California Executive Order

On April 3, 2020, Governor Gavin Newsom issued Executive Order (EO) N-43-20 that said where telehealth services were provided by a covered health care provider, those services had to be consistent with the OCR Notification. No other requirements were imposed, except that to the extent possible providers “shall” use the measures that the Notification encourages. In addition, violations of the certain state code sections regarding unauthorized disclosures of personal health information resulting from the good faith provision of services via telehealth is not considered unprofessional conduct.

Therefore, if you are a covered health care provider subject to HIPAA, your delivery of psychological services via telehealth is not required to be HIPAA compliant, but must be consistent with the Notification, and you must give due consideration to the measures encouraged by the Notification to safeguard patient privacy and endeavor to adopt them.

The Notification specified the following:

  • Acceptable technologies. A provider who wants to use audio or video communication technology to provide services via telehealth can use any “non-public facing remote communication product” that is available to communicate with patients. Specifically, you may use popular applications that allow for video chats, including Apple FaceTime, Facebook Messenger video chat, Google Hangouts video, Zoom, or Skype.
    • Providers are encouraged to notify patients that these third-party applications potentially introduce privacy risks, and providers should enable all available encryption and privacy modes when using such applications.
  • Prohibited technologies. Video communication applications that are public facing should not be used in the provision of telehealth, such as Facebook Live, Twitch, and TikTok.
  • If you want additional protections. Providers that want additional privacy protections for telehealth while using video communication products should provide such services through technology vendors that are HIPAA compliant and will enter into HIPAA business associate agreements (BAAs) in connection with the provision of their video communication products. The Notification includes a list of some vendors that represent that they provide HIPAA-compliant video communication products and that they will enter into a HIPAA BAA. Some examples they provide (but do not endorse) are: Skype for Business; Updox; VSee; Zoom for Healthcare; Doxy.me; Google G Suite Hangouts Meet.
  • The Notification only applies to "covered health care providers."
  • To view the Notification, visit telehealth.hhs.gov. On the homepage follow the link to Policy Changes during COVID-19 under the For Providers section.

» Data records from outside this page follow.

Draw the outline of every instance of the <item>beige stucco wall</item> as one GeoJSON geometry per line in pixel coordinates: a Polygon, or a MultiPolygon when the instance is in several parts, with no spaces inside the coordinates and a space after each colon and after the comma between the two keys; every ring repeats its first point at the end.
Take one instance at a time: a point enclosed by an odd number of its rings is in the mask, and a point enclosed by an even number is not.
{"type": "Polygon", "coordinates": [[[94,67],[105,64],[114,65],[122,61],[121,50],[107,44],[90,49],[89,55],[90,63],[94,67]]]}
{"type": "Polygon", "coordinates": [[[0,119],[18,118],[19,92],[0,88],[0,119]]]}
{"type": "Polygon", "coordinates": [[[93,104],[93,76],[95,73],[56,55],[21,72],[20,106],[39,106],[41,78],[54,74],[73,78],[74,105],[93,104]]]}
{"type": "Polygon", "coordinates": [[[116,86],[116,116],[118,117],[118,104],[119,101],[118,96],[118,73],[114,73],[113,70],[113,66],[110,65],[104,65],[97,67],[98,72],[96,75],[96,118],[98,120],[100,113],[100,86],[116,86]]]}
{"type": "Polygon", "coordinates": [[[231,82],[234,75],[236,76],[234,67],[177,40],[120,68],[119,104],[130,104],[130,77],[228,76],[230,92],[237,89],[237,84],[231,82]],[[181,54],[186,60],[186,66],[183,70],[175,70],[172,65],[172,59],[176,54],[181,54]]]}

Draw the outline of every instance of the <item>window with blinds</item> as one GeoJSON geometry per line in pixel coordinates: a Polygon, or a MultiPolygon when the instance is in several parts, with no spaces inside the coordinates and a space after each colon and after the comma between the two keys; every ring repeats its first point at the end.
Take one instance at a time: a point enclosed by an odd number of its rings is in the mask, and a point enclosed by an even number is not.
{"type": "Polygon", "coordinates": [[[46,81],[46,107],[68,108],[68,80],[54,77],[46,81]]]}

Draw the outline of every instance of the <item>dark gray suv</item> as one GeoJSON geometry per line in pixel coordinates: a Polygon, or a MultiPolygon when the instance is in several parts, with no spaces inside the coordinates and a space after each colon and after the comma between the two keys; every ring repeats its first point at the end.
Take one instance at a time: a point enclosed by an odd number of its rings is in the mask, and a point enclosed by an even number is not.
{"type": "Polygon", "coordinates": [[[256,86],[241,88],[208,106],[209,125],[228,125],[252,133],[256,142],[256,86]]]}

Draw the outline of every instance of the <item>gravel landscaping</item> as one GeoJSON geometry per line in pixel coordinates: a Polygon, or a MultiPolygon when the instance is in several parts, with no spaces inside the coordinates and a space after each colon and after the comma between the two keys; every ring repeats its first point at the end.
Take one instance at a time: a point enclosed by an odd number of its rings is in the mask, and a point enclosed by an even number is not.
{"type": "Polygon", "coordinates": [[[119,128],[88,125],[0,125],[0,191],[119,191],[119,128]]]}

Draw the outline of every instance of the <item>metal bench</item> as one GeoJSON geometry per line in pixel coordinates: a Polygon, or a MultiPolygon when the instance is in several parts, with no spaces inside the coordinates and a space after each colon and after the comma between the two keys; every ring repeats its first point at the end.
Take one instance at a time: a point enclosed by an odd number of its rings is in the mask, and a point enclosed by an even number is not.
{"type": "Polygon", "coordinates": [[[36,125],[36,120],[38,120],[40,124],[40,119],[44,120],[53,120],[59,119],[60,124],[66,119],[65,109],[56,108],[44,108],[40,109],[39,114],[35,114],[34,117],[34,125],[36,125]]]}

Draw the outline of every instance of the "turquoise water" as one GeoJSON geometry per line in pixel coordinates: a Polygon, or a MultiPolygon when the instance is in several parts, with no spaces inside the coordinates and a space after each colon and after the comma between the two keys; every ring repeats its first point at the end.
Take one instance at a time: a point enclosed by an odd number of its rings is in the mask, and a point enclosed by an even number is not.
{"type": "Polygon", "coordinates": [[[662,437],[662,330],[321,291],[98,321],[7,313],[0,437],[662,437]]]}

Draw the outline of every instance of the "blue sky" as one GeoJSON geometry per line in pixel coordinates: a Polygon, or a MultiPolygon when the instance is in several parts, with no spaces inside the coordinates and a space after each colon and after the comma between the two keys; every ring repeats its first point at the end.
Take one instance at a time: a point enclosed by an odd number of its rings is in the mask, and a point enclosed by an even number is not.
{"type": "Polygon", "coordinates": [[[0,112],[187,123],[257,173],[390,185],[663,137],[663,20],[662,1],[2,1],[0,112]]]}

    As part of their FAQs, OCR also recommends the following measures:

  • Locations. OCR expects that providers will ordinarily conduct telehealth in private settings, such as in a clinic or office connecting to a patient who is at home or at another clinic. Providers should always use private locations and patients should not receive telehealth services in public or semi-public settings, absent patient consent or exigent circumstances.
  • Other reasonable measures. If services cannot be provided in a private setting, providers should continue to implement reasonable HIPAA safeguards to limit incidental uses or disclosures of protected health information (PHI). Such reasonable precautions could include using lowered voices, not using speakerphone, or recommending that the patient move to a reasonable distance from others when discussing PHI.
  • To view the link to the HHS FAQs, go to https://www.hhs.gov/hipaa/for-professionals/faq/telehealth/index.html

    Lastly, licensees are reminded that they must comply with any other laws and regulations that apply to telehealth and are still in effect.